Снова княжич отвесил отцу поклон и вышел из шатра. Кто-то из челядинцев поспешил накинуть ему на плечи тулуп, желая защитить его от холода. Не глядя по сторонам и стараясь не обращать внимания на перешептывание княжеской свиты — которая, конечно, всё слышала и знала, что высек его отец витнем — Александр зашагал к своему шатру.

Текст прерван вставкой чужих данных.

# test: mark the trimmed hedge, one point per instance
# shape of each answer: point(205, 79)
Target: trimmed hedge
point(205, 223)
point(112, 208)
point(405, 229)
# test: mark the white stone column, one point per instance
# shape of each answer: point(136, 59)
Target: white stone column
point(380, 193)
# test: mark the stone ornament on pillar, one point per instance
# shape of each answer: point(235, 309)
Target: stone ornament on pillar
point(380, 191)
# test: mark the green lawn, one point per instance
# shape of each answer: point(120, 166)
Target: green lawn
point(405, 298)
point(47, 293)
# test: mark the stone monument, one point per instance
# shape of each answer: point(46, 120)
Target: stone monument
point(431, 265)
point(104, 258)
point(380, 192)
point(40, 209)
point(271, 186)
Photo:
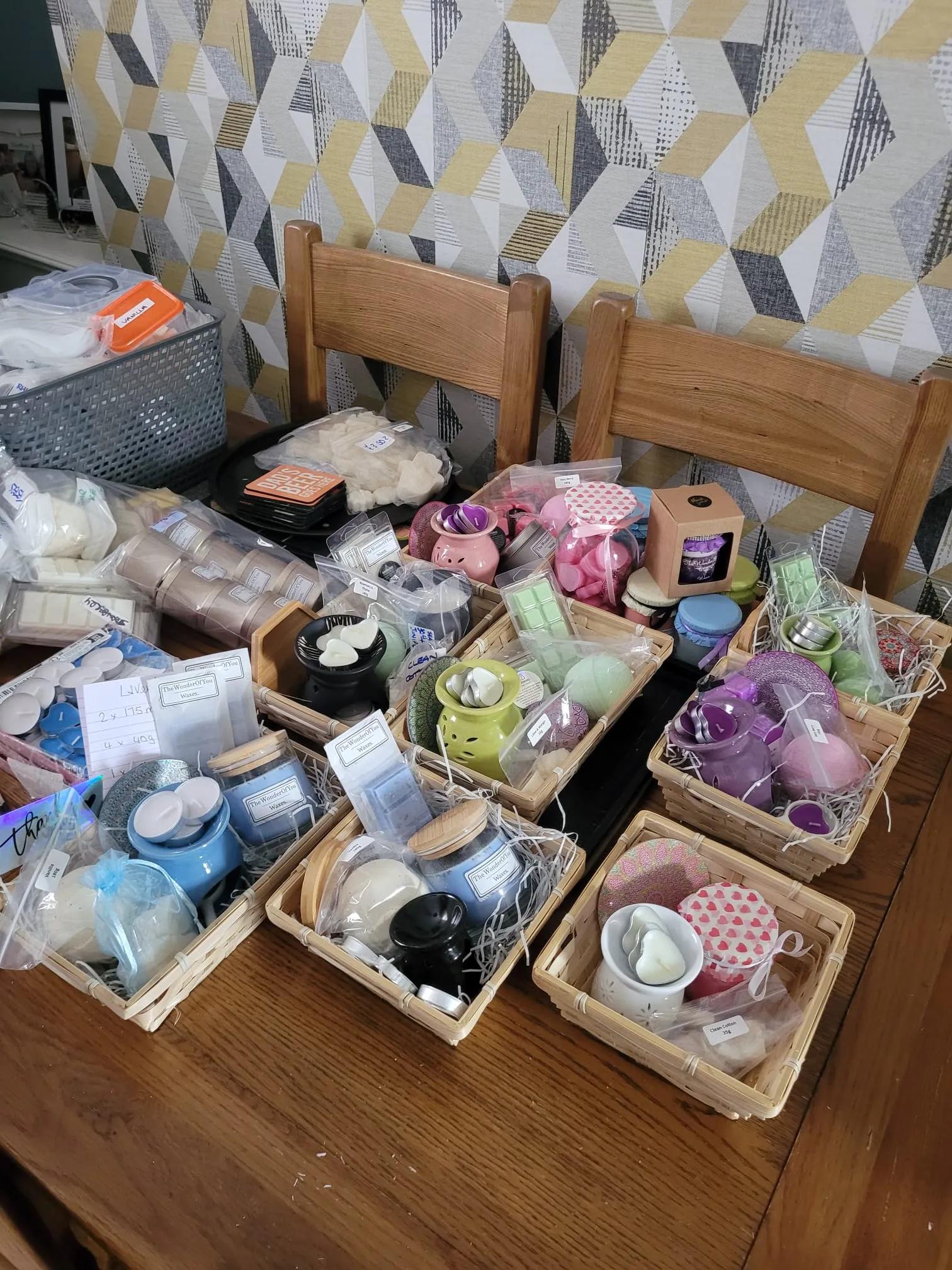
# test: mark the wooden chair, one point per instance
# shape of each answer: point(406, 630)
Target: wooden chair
point(467, 331)
point(853, 436)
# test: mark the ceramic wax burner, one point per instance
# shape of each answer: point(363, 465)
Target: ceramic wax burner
point(465, 541)
point(460, 852)
point(473, 735)
point(332, 689)
point(618, 987)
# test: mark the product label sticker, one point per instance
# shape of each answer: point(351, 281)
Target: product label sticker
point(278, 799)
point(103, 610)
point(190, 687)
point(376, 442)
point(54, 867)
point(17, 489)
point(136, 311)
point(727, 1029)
point(494, 873)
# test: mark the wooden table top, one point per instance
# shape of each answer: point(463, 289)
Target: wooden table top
point(288, 1118)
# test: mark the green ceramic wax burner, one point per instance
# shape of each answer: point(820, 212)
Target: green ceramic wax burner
point(475, 735)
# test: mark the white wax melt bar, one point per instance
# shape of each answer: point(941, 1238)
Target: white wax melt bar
point(20, 714)
point(157, 817)
point(201, 798)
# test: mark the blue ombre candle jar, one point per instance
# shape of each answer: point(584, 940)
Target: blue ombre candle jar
point(271, 799)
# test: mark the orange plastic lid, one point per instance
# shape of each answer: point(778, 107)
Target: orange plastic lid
point(139, 314)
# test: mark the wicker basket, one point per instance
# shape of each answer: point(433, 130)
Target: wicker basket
point(774, 841)
point(567, 964)
point(278, 676)
point(918, 625)
point(152, 1004)
point(283, 911)
point(538, 791)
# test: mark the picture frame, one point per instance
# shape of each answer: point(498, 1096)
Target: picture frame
point(61, 157)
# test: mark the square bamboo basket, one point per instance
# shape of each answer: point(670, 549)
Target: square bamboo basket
point(278, 676)
point(764, 836)
point(922, 629)
point(154, 1002)
point(283, 910)
point(565, 967)
point(538, 791)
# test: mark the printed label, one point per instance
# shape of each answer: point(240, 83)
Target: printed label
point(376, 442)
point(136, 311)
point(727, 1029)
point(357, 743)
point(300, 588)
point(258, 580)
point(97, 606)
point(54, 867)
point(280, 798)
point(196, 687)
point(17, 489)
point(493, 873)
point(183, 535)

Федор, сложив руки на груди, проводил его довольным взглядом, наслаждаясь унижением брата.
______________
(1) Подлатник — одежда, надеваемая под кольчугу, служащая для амортизации ударов и защищавшая зимой от примерзания кольчуги к телу.
13. НАКАНУНЕ СВАДЬБЫ
— Едут! Едут! Княгиня с княжичами прибыли! — прокричал кто-то в толпе, собравшейся подле крепостных стен Рюрикова Городища.
Новугородский люд заволновался, напирая на дорогу, ведущую к воротам Городища, желая получше разглядеть приближающуюся узорчатую колесницу с навесом, убранным богатыми тканями. На колеснице восседала княгиня Ростислава, супруга князя Ярослава Всеволодовича, в окружении малолетних детей своих: дочери Марии, пятилетним Михаилом и двухлетними Даниилом и Ярославом — уродившимися двойней — и годовалым Константином. Рядом с колесницей верхом на коне размеренно ехал Александр, коему в месяце травень(1) как раз исполнилось четырнадцать лет. Народ, глядя на княжеских детей, зашептался меж собой, говоря, что своей способностью производить на свет сыновей князь Ярослав пошел в своего отца — Всеволода Большое Гнездо, прозванного так за обилие сыновей в своем роду.
Наибольшее любопытство новугородцев вызывал Александр.